AlumniFi Field
- Interactive map of AlumniFi Field
- Address: 2401 20th Street Detroit, Michigan, United States
- Coordinates: 42°19′48″N 83°05′04″W﻿ / ﻿42.3299°N 83.0845°W
- Owner: Detroit City FC
- Operator: Detroit City FC
- Capacity: 14,000 (initial estimate) 15,000 (planned)
- Surface: Grass

Construction
- Groundbreaking: July 15, 2026
- Opened: 2028 (planned)
- Cost: $150 million (initial estimate) $200 million (current estimate)
- Architects: HOK Disbrow Iannuzzi (interiors)
- General contractor: Barton Malow

Tenant
- Detroit City FC (2028–future)

Website
- alumnififield.com

= AlumniFi Field =

Future soccer stadium in Detroit

AlumniFi Field is a soccer-specific stadium under construction in the Corktown neighborhood of Detroit, Michigan, United States. It will be home to USL Championship club Detroit City FC. It is expected to have 15,000 seats and cost US $200 million to construct.

== History ==
Having bought the site in March 2024, Detroit City FC announced on May 16, 2024, that they had purchased the land at the abandoned Southwest Detroit Hospital site in Corktown, located in southwest Detroit, with intentions to build a 15,000 seat soccer-specific stadium. A project estimated to cost around $150 million. Later estimates, after capacity was increased from 14,000, expect a cost of $200 million. The development has additions to the site includes mixed-use development that includes housing, commercial space, and a parking garage. The team named in July architects HOK to help design the stadium, with the architect firm having worked on previous soccer stadiums like Lynn Family Stadium and Energizer Park.
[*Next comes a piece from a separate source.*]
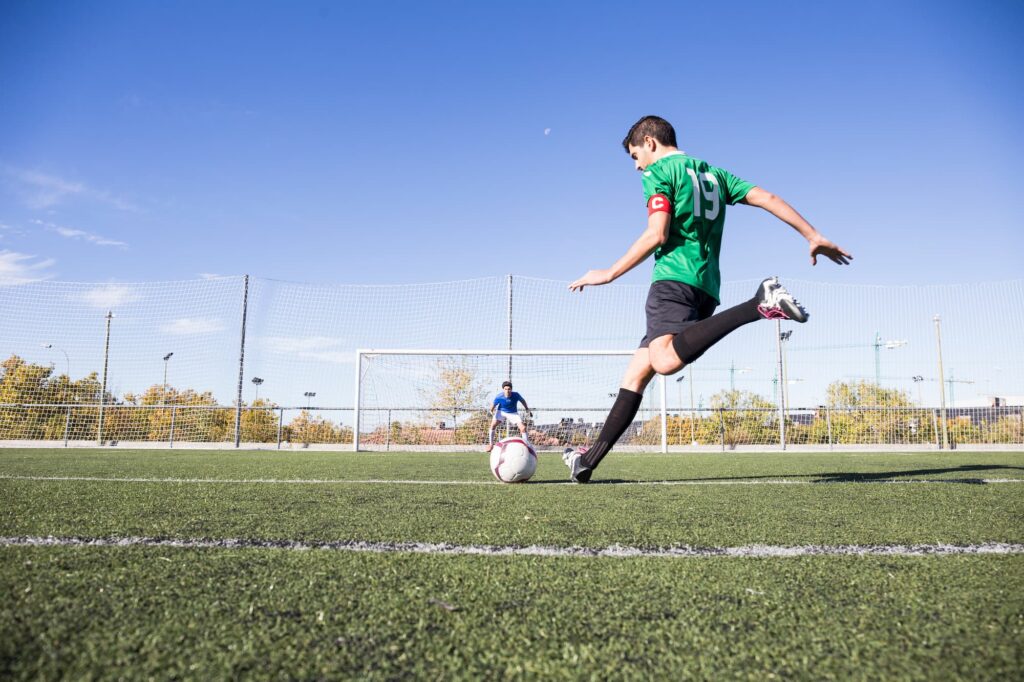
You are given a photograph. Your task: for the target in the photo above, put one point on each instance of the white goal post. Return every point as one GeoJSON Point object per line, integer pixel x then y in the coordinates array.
{"type": "Point", "coordinates": [439, 398]}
The city council of Detroit approved $6.9 million of public funds in April 2025 to be allocated to the aid in the $7.5 million cost expected to fully demolish the abandoned hospital site. Work on the site began in May, with over two million gallons of water having to be pumped out of the basement of the hospital. Actual construction on the site was delayed from the planned start of July, in part of the club having found a body inside the basement during the drainage process.
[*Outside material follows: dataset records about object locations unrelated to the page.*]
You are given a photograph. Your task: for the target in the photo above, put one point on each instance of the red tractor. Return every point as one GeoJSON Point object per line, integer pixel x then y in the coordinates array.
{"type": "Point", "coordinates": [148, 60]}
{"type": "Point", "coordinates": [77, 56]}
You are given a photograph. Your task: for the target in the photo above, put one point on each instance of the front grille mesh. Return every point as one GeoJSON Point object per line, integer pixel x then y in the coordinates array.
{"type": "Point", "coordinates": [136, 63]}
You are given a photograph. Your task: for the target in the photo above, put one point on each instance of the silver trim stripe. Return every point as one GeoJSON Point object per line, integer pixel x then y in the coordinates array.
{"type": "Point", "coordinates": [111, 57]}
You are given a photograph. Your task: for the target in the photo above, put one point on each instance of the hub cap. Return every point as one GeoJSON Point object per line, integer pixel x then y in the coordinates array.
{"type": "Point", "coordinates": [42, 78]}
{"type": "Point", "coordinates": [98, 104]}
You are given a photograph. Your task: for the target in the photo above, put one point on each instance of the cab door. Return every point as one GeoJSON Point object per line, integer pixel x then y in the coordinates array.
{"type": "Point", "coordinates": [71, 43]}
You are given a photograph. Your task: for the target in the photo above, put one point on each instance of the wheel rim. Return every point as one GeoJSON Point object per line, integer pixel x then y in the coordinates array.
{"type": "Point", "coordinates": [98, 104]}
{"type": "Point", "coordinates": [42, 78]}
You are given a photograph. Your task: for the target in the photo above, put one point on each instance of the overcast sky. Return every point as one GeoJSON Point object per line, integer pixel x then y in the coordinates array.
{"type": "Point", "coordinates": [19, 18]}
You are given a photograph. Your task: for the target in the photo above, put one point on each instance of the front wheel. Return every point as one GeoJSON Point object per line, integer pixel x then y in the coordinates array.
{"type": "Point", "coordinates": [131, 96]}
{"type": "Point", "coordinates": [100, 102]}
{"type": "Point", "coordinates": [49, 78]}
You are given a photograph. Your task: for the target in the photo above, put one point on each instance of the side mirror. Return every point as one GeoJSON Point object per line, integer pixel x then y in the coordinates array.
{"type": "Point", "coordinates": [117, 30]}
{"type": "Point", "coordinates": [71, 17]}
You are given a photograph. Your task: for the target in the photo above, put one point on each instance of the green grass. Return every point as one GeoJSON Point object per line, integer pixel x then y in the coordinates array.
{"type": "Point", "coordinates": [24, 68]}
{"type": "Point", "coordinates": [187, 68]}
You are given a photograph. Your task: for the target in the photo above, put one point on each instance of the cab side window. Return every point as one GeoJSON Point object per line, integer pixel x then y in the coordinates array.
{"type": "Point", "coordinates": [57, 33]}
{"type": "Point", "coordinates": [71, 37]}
AlumniFi Credit Union was announced as the naming rights sponsor in August 2025.

Detroit City FC announced in June 2026 that interior spaces for AlumniFi Field would be designed by architecture firm Disbrow Iannuzzi. AlumniFi Field announced the general contractor for construction would be Barton Malow. The club revised the planned opening date from 2027 to spring 2028. A formal groundbreaking ceremony was held on July 15, 2026.